Die Idee war gut gemeint: Der IT-Direktor des Bundesinnenministeriums Martin Schallbruch bat die Initiative D21 darum, zum Konzept des Bundes-CIO Stellung zu nehmen, das er maßgeblich initiiert hatte. So brüteten dann die Mitgliedsunternehmen aus dem Verband über dem Konzept, besprachen sich, lobten, kritisierten. Der CIO für den Bund müsse her, sei wichtig für Interoperabilität in der Verwaltung und die Verankerung im BMI und Bundeskanzleramt sei richtig, allerdings habe man nachgeordnete große Bundesbehörden zu wenig berücksichtigt, die Kompetenzen des CTO würden möglicherweise nicht ausreichen und der Dialog des Bundes mit Ländern und Kommunen sei nicht so wirklich im Gange.
Und dann das Desaster, denn das Ursprungskonzept von McKinsey und Co wurde noch einmal grundlegend umgebaut. „Heute ist das ursprüngliche Konzept bis zur Unkenntlichkeit entstellt“, beschwert sich Thomas Langkabel vom IT-Dienstleister CSC im Namen der Initiative D21. Den Bundes-CIO gebe es nicht mehr, eine klare Stimme nach Außen und Innen sei nicht mehr möglich. Denn man habe einen starken Bundes-CIO auf dem Altar des Artikel 65 Grundgesetz geopfert, der die Ressorthoheit für die Ministerien festlegt. Und da es an Juristen in Bundesbehörden sicher nicht mangelt, wird dies auch zukünftig wohl sehr konservativ ausgelegt werden.
Jedes Ministerium soll also, so sieht es der aktuelle Plan vor, einen eigenen neuen CIO bekommen. Der ist jedoch nicht verpflichtet, den Weg des Bundes-CIOs mitzugehen und dessen avisierte übergeordnete Standards einzusetzen. In einem „Führungsrat“ sollen sich die Ressort-CIOs künftig treffen, um künftige IT-Strategien zu diskutieren und zu verabschieden. Das erinnert an IT-Steering-Commitees in der Industrie. Mit einem Unterschied: Im Bund hat niemand den Hut auf. Denn dem Führungsgremium, das eine Art Nachfolgemeeting für den IMKA (Anm. der. Red: Interministerieller Koordinierungsausschuss für die Informationstechnik in der Bundesverwaltung) ist, sitzt offenbar niemand vor. Das heißt: Einigt man sich nicht im Konsens, wird eben weiter gemacht wie bisher. „Ein fauler Kompromiss“, kommentierte Langkabel von der Initiative D21, „eigentlich nur alter Wein in alten Schläuchen.“
Der IT-Bundesverband Bitkom drückt es dann so aus: „Wir empfehlen, diese Position auf höchster politischer Ebene anzusiedeln, einer einzelnen Person zu übertragen … und mit klaren Entscheidungsbefugnissen über die Ressortgrenzen hinweg“, lautet das offizielle Statement. Der designierte Bundes-CIO Hans Bernhard Beus wird jedoch das Amt des Bundes-CIOs nebenbei mitmachen, im Bundesinnenministerium, in das er nach dem Ausscheiden von Johann Hahlen wieder zurückkehren wird, jedoch seinen üblichen Aufgaben als Staatssekretär nachkommen.

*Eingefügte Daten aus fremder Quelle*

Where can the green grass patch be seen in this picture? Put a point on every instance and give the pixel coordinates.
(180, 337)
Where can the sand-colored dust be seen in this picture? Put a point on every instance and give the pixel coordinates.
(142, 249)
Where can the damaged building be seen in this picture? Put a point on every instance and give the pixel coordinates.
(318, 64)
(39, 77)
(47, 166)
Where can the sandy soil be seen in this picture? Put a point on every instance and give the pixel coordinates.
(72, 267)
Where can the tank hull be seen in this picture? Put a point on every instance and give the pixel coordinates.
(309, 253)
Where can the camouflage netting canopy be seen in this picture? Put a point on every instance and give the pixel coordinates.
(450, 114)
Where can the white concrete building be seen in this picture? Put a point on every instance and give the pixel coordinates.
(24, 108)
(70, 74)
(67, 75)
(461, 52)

Um auch hier einen Vergleich aus der Industrie heranzuziehen, sei gesagt, dass das in großen Unternehmen durchaus nicht unüblich ist, einen Vorstand mit einigen Ressorts wie etwa Finanzen auch die IT zuzustecken. Der Unterschied ist allerdings, dass der Vorstand in einem Unternehmen die erste Hierarchiebene repräsentiert, ein Staatssekretär ist hingegen gewissermaßen ein Zuarbeiter des Bundes-Vorstands.
Brancheninsider sehen schon diesen Schritt als wichtigen Anfang an. Nach und nach, so deren Hoffnung, werde die Macht des Bundes-CIO schon ausgeweitet werden. Vielleicht wäre das der richtige Schritt, um künftig warnende Zeigefinger des Bundesrechnungshof vorzubeugen, die in diesem Jahre etwa für das Bundeswehr-Mega-Projekt Herkules Verschwendungen in Millionenhöhe anprangerte.